Hier die Aufstellung , die ich erfasst habe:
1. Sexuelle Selbstbestimmung (Gesetzlich vorgeschrieben in der Praxis oft von Betreiber misachtet)
2. Gesundheitsaufklärung und Hygienstandards
(statt Kondomplicht Aushang in über Verantwortungsbewusste Sexarbeit)
3. Arbeitsbedingungen (Arbeitszeit, Verhaltensregeln; Recht ein Gast abzulehnen etc.)
4. Faires Management
5. Einhaltung behördliche Auflagen
6. Räumlichkeiten (sowie das Gaststättengenehmigungsverfahren; Aufenthaltsraum, Übernachtungszimmer für Terminfrauen, separates Bad für Gäste und SW etc.)
7. Transparentes Abrechnungssystem (Miete, Nebenkosten, Fahrgeld, prozentuales Abrechnen, Rechnungen, Quittungen, Kostenbeteiligung Fotos, Werbung, Putzgeld etc.)
8. Aufklärung steuerliche Handhabung (Gewerbeanmeldung, Düsseldorfer Verfahren, Quittung einbehaltene Steuer und Nachweis der Weiterleitung ans FA, Vergnügungssteuer etc.)
9. Sicherheit (Alarm, Covering, Videoüberwachung (Ausgangsbereich, Tür), Notfallplan etc.)
10. Mitspracherecht (Werbung (Text, Foto, Wo geworben wird) etc.)
11. Einführungsgespräch für Neueinsteigerinnen (Casting, Schulung, Tipps etc.)
Hierbei hab ich noch lange nicht alles detailliert erfasst.


Warum Zertifizieren: Sexarbeiter
Naiv wie ich bin behaupte ich einfach einmal, dass sich die Sexarbeit in einigen Punkten nicht allzu sehr von anderen Bereichen unterscheiden dürfte.
Wir kämpfen schon Jahrzehnte für die rechtliche Gleichstellung, doch glaube ich, dass Sexarbeit nicht gleichzusetzen ist mit normaler gesellschaftlich anerkannten Arbeit.
Allein dass man in anderen Berufen eine Ausbildung bekommt und dann eine Prüfung ablegt.
Angebote dass Sexworker die neueinsteigen geschult werden gibt es nicht. Das müssen wir uns selbst hart erarbeiten.
Glück hat man, wenn ein erfahrene Kollegin oder Chefin einen bei der Hand nimmt und einen in der Anfangszeit begleitert.
Wie sollte eine praktische Prüfung für Sexworker aussehen?

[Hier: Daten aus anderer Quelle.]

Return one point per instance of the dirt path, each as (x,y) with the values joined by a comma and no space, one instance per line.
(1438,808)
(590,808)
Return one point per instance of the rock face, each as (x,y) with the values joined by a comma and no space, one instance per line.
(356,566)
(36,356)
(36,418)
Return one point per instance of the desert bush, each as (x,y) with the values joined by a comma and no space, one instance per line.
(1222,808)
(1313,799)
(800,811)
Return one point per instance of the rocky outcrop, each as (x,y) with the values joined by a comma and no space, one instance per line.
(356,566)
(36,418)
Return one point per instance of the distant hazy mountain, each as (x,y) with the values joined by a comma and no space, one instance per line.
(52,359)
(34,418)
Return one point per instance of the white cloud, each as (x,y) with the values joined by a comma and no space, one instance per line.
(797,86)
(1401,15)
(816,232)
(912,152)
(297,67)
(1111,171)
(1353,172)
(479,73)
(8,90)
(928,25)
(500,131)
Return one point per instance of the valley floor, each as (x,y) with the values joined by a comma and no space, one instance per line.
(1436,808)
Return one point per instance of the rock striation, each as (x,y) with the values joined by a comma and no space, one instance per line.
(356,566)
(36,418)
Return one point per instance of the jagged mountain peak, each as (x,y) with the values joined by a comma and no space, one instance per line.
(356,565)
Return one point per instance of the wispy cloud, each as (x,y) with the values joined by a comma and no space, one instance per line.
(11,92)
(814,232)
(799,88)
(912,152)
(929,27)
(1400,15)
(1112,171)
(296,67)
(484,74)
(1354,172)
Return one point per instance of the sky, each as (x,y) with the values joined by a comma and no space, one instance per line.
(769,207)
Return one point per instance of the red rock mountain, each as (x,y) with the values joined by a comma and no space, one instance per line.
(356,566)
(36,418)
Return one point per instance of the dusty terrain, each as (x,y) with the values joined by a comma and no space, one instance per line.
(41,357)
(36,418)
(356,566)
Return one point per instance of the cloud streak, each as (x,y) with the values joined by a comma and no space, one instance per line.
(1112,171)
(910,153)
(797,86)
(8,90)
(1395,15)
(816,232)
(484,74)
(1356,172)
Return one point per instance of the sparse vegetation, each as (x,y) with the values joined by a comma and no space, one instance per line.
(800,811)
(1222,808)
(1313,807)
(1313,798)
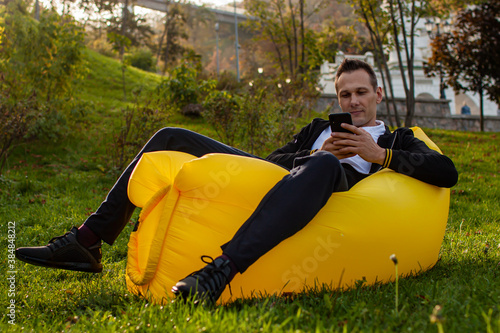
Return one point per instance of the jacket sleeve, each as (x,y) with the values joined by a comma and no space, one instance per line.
(285,155)
(415,159)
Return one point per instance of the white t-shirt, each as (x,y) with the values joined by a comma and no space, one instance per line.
(356,162)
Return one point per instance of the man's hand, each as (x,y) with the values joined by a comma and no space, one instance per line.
(344,145)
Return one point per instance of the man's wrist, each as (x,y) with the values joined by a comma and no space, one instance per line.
(387,158)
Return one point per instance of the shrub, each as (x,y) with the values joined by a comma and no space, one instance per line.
(221,110)
(183,87)
(139,122)
(141,58)
(36,78)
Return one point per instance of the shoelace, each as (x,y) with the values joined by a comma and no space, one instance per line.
(210,273)
(58,241)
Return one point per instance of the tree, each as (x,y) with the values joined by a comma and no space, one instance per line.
(469,53)
(36,79)
(378,23)
(283,24)
(405,15)
(173,32)
(401,17)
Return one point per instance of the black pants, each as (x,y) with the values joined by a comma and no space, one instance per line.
(285,209)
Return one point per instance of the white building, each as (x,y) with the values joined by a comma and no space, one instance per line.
(425,87)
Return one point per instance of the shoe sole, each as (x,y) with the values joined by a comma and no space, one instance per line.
(72,266)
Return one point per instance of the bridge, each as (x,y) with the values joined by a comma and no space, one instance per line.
(223,14)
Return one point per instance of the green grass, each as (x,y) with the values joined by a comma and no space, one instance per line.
(51,186)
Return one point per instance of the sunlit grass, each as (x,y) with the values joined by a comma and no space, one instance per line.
(50,187)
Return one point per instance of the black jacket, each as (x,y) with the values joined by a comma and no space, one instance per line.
(405,154)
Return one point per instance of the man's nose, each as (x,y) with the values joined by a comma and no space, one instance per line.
(354,99)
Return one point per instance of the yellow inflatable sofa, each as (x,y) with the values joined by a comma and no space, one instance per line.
(191,206)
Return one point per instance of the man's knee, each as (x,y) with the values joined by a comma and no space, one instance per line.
(170,131)
(324,161)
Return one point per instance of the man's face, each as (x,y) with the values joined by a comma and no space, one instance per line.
(357,96)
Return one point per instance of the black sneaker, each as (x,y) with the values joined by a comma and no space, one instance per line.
(207,284)
(64,252)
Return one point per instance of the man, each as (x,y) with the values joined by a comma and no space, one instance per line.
(320,163)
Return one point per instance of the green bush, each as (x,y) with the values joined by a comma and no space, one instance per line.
(139,122)
(39,63)
(221,110)
(141,58)
(184,87)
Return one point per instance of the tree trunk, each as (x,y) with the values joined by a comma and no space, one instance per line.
(481,107)
(400,60)
(302,36)
(295,38)
(288,41)
(158,54)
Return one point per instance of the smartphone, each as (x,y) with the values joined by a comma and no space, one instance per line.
(338,118)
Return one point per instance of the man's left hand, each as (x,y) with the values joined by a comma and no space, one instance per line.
(360,143)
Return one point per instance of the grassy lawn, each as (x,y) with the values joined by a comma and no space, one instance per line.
(50,187)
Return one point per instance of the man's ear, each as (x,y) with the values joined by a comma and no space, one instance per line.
(380,94)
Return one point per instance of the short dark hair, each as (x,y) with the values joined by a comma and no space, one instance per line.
(351,65)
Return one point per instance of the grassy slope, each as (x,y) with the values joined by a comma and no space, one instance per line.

Dass Du Dir hierüber Gedanken machst finde ich übrigens sehr lobenswert.
Seit Jahren wird über ein Gütesiegel diskutiert, nur ist bisher noch kein Konsens gefunden und wg. anderen wichtigen Angelegenheit in ein Hintertreffen geraten.
Momentan kämpfen wir gegen die zunehmende Reglementierung, Kasernierung und
Genehmigungspflicht für Bordelle und vieles mehr.

Der Weg wäre erstmal eine Selbstverpflichtungserklärung von Betreibern anzuerkennen für Kriterien, die für Sexworker ein menschenwürdige Arbeitsklima schaffen.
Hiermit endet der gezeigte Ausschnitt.